Superstições ajudam ou atrapalham os atletas?

sexta-feira, 27 de julho de 2012 18:32 BRT
 

Por Belinda Goldsmith

LONDRES, 27 Jul (Reuters) - Quando Michael Phelps se prepara para a disputa, caminha até o bloco, tira os fones de ouvido, gira os braços três vezes, sobe no bloco e está pronto. Sua rotina nunca muda.

A tenista Serena Williams, pentacampeã em Wimbledon que, como Phelps, começa a competir no sábado, sempre leva as sandálias de banho para a quadra, amarra os cadarços de uma maneira específica e bate a bola cinco vezes.

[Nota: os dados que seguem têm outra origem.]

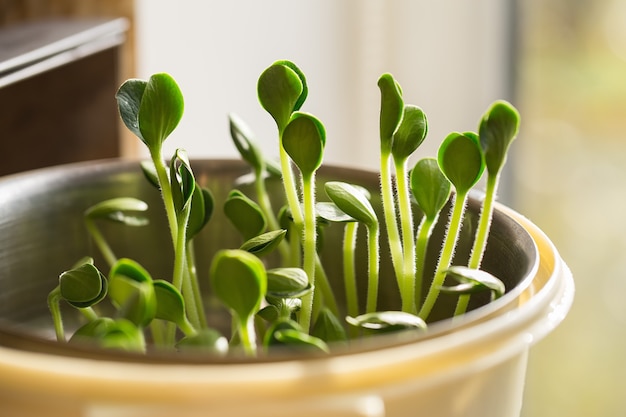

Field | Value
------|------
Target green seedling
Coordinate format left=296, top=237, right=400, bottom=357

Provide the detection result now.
left=282, top=112, right=326, bottom=330
left=84, top=197, right=148, bottom=266
left=324, top=181, right=380, bottom=312
left=419, top=132, right=485, bottom=319
left=391, top=105, right=428, bottom=313
left=239, top=229, right=287, bottom=257
left=455, top=101, right=520, bottom=315
left=410, top=158, right=451, bottom=309
left=48, top=61, right=519, bottom=357
left=210, top=249, right=267, bottom=356
left=441, top=265, right=506, bottom=301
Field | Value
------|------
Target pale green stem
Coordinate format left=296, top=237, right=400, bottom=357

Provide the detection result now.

Apesar de toda a ciência e dos imensos orçamentos envolvidos no esporte, muitos esportistas de todos os níveis se aferram a superstições ou rituais elaborados para melhorar seu desempenho, e há muitos exemplos deles na Olimpíada de Londres.

Psicólogos dizem que as pessoas frequentemente se tornam supersticiosas quando enfrentam situações desconhecidas e estressantes, o que explica por que tantos atletas são supersticiosos e se apegam tanto a preparativos severos.

"Quando as apostas são altas e há muita incerteza - como no esporte de alto nível - as pessoas tentam qualquer coisa para obter o resultado que desejam", disse Richard Stephens, veterano palestrante em psicologia na Universidade Keele, à Reuters.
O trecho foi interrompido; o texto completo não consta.